Wo liegen Unterschiede, wenn eine Veranstaltung „groß“, „klein“, „privat“ oder „öffentlich“ ist?
Groß oder klein?
Ist eine Veranstaltung groß oder klein, macht das mit Blick bspw. auf die Verantwortung oder Haftung so gut wie keinen Unterschied. Natürlich muss der Veranstalter eines Megaevents mit hunderttausenden Besuchern mehr Sicherheitsmaßnahmen treffen als der Veranstalter einen Geburtstages mit 5 Freunden. Aber in der Sache kann der Geburtstagsveranstalter genauso haftbar gemacht werden wie der Großveranstalter.
Insbesondere bei der Veranstaltungssicherheit gibt es einen Unterschied für Großveranstaltungen.

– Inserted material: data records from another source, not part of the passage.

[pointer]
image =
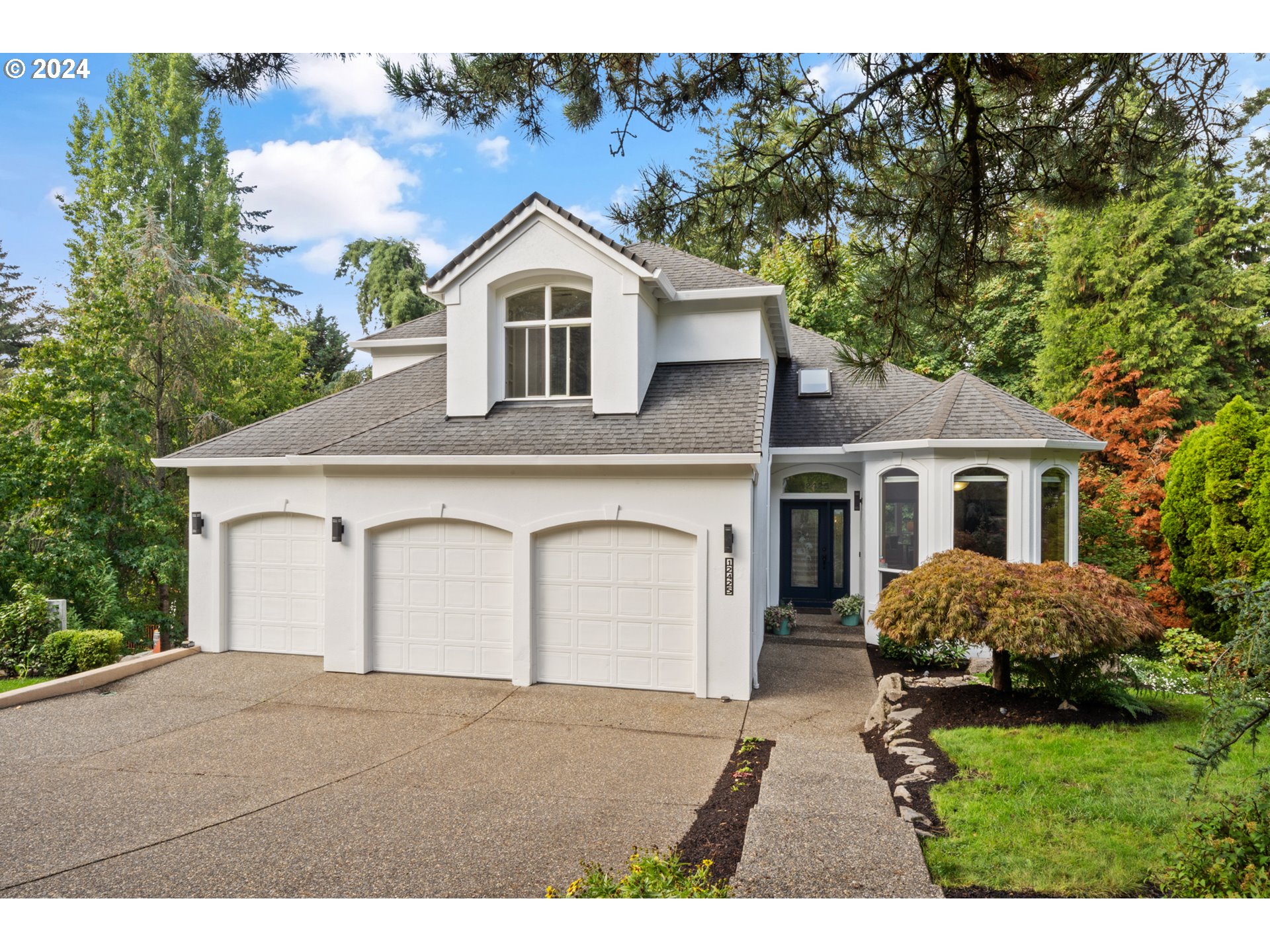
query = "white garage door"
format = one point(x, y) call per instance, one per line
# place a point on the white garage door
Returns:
point(441, 600)
point(276, 584)
point(615, 604)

Auch das Baurecht unterscheidet im Regelfall nicht zwischen großer und kleiner Veranstaltung – allenfalls zwischen großer und kleiner Location. Man denke hier bspw. an die Versammlungsstättenverordnung, deren Anwendbarkeit an die Größe der Versammlungsstätte anknüpft, und nicht an die Größe der darin stattfindenden Veranstaltungen.
Auch in Rechtsgebieten wie bspw. Urheberrecht, Wettbewerbsrecht oder im Vertragsrecht gibt es keine Unterschiede zwischen einer großen und kleinen Veranstaltung.
Privat oder öffentlich?
Gravierender sind die Unterschiede zwischen „privaten“ und „öffentlichen“ Veranstaltungen.
Eine Veranstaltung ist dann privat, wenn
- die Teilnehmer entweder untereinander oder zum Veranstalter eine innere Verbundenheit haben und
- der eingeladene Teilnehmerkreis abgrenzbar ist.
Alleine, weil bspw. Arbeitnehmer über einen Arbeitsvertrag mit dem Arbeitgeber verbunden sind, sind Mitarbeiterveranstaltungen nicht automatisch „privat“, ebenso ist es bei Kundenbeziehungen. Da muss es schon „mehr“ geben als nur eine vertragliche Verbindung, nämlich die innere Verbundenheit auf der sozialen Ebene.
Auch bei Vereinsfesten gibt es immer wieder diese Diskussion: Werden bei einem Vereinsfest auch Nicht-Mitglieder eingeladen, dann wird man kaum noch ein Argument für eine private Veranstaltung finden. Was ist aber, wenn nur Mitglieder eingeladen werden? Da kann es durchaus auch darauf ankommen, ob der Verein darauf ausgelegt ist, ständig neue Mitglieder zu gewinnen, so dass es einen stetigen Wechsel in der Mitgliederschaft gibt; das spricht dann wiederum gegen Privatheit. Bspw. aber ein Skatclub, der mehr oder weniger jahrelang aus denselben Mitglieder besteht, kann durchaus privat sein.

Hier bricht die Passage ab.